「……ユーリ」
「殿下」
「ユーリ」
「ラズフィス殿下!」


 ふらふらと歩き出したラズフィスを、カーデュレンは腕を掴んで止める。
感情と共に不安定に揺れる彼の魔力を感じ、背筋に嫌な汗が流れた。
だが、ラズフィスは急に自分の両耳を押さえてきつく目を瞑る。
何事かと焦ったが、次に彼が目を開けたときには、しっかりと理性の色が戻っていた。
それでも、制御しきれていない魔力が、パチパチと火花を散らす。
風もないのに、室内のカーテンやシャンデリアが揺れている。


「殿下、気をお静め下さい。まだ、ユーリ殿と決まったわけではありません」


 ゆっくりと、ラズフィスはカーデュレンに目を向ける。
底の見えない硝子玉のような瞳に、カーデュレンは身を震わせた。
すぐに視線を逸らすと、ラズフィスは心を落ち着けようとするかのように、自分の耳を飾るピアスを撫でる。
そうしている内に、徐々に第1王子の自室内の空気は落ち着きを取り戻した。
安堵の息をついてから、カーデュレンは彼の前に片膝を付く。


「これより、私が現場へ赴き確認してまいります。殿下はどうぞ、王城でお待ちください」
「頼む」


 答えたラズフィスの声は、思いの外落ち着いている様だった。
一つ礼をして、カーデュレンは足早に部屋を立ち去る。
慌ててついてきた侍従に、トゥリジール山に最も近い街に移転用の魔方陣を発動させるよう命じる。


(ユーリ殿)


 ラズフィスのためにも、どうか無事であって欲しいと、願わずにはいられない。
彼女は、彼の初めての友であり、姉のような人だった。

 ラズフィスにとって、血のつながる姉は同母の第3王女を始め、それこそたくさんいる。
しかし、有力な跡継ぎ候補であるがゆえに、幼い頃から他の姉妹達とあまり接触する機会がなかった。
少し成長した頃には、逆に魔力を持たぬ見せ掛けだけの王子として、周りから冷たい目で見られた。

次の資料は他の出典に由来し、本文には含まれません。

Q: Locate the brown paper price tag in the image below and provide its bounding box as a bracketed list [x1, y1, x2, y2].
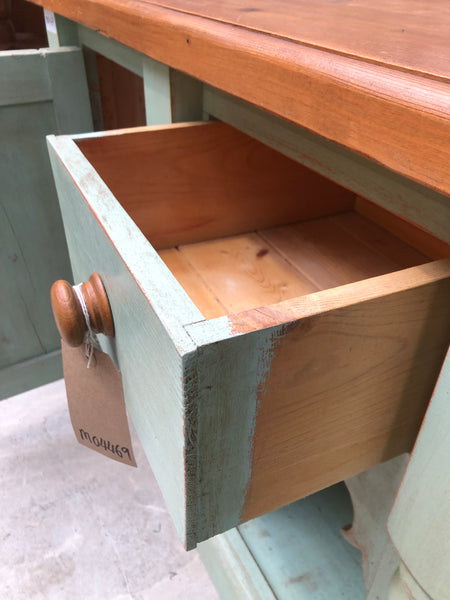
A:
[61, 340, 136, 467]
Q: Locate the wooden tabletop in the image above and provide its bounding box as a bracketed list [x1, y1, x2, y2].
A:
[34, 0, 450, 195]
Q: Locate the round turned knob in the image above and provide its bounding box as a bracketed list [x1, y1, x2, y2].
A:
[50, 273, 114, 348]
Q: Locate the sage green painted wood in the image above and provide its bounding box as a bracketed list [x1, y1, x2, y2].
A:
[239, 484, 366, 600]
[199, 484, 365, 600]
[143, 57, 203, 125]
[78, 25, 144, 77]
[197, 528, 276, 600]
[49, 137, 202, 548]
[0, 49, 91, 396]
[388, 352, 450, 600]
[143, 57, 172, 125]
[83, 46, 104, 131]
[0, 350, 63, 400]
[203, 85, 450, 242]
[186, 261, 450, 541]
[47, 13, 79, 48]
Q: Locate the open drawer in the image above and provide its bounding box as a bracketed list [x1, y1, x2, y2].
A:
[49, 123, 450, 548]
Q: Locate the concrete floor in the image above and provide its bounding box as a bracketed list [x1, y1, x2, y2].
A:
[0, 381, 218, 600]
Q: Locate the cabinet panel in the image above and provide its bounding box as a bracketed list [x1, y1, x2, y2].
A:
[0, 49, 92, 397]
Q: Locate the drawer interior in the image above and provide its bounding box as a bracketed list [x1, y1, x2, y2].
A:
[77, 123, 450, 319]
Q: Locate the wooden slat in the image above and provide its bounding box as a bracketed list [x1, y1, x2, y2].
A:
[180, 233, 317, 313]
[29, 0, 450, 194]
[329, 212, 430, 269]
[261, 219, 400, 290]
[355, 198, 450, 260]
[159, 248, 227, 319]
[77, 123, 354, 249]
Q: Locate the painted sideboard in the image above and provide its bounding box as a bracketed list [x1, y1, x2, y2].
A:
[18, 0, 450, 600]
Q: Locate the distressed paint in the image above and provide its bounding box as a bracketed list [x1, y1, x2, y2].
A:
[49, 137, 202, 548]
[186, 260, 450, 540]
[186, 317, 285, 541]
[0, 48, 92, 397]
[203, 85, 450, 242]
[388, 352, 450, 600]
[0, 350, 63, 400]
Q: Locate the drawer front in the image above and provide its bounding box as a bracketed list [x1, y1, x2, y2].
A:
[50, 127, 201, 539]
[49, 123, 450, 548]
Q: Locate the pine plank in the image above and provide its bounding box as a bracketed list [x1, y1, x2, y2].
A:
[186, 260, 450, 540]
[29, 0, 450, 194]
[355, 197, 450, 260]
[236, 261, 450, 520]
[261, 219, 400, 289]
[78, 123, 354, 249]
[329, 212, 431, 269]
[158, 248, 227, 319]
[180, 233, 317, 312]
[151, 0, 450, 78]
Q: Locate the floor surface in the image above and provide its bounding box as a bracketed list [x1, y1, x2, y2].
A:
[0, 380, 218, 600]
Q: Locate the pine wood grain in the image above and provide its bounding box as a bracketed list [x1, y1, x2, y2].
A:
[180, 233, 317, 313]
[186, 260, 450, 539]
[146, 0, 450, 78]
[355, 197, 450, 260]
[262, 218, 400, 290]
[236, 261, 450, 521]
[329, 211, 432, 269]
[29, 0, 450, 194]
[159, 206, 438, 319]
[158, 248, 227, 319]
[78, 123, 354, 249]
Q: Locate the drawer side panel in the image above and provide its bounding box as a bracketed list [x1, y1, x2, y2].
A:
[186, 259, 450, 540]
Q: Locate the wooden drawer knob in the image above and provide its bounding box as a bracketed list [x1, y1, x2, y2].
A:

 そんな中で、ラズフィスの話を聞き、彼の知らない世界を見せ、魔力を得る助けをしてくれた人が彼女だった。
幼い少年が心を開くのに、当然時間はかからなかった。

 王城での最後の夜となった昨夜、彼女と話をして帰ってきたラズフィスは苦笑しながらも晴れやかだった。
彼女が森での生活を愛しているから、今は共にいるのは諦めると王子は言った。
頑張って王になった暁には、彼女を迎えに行くのだと嬉しそうに笑っていた。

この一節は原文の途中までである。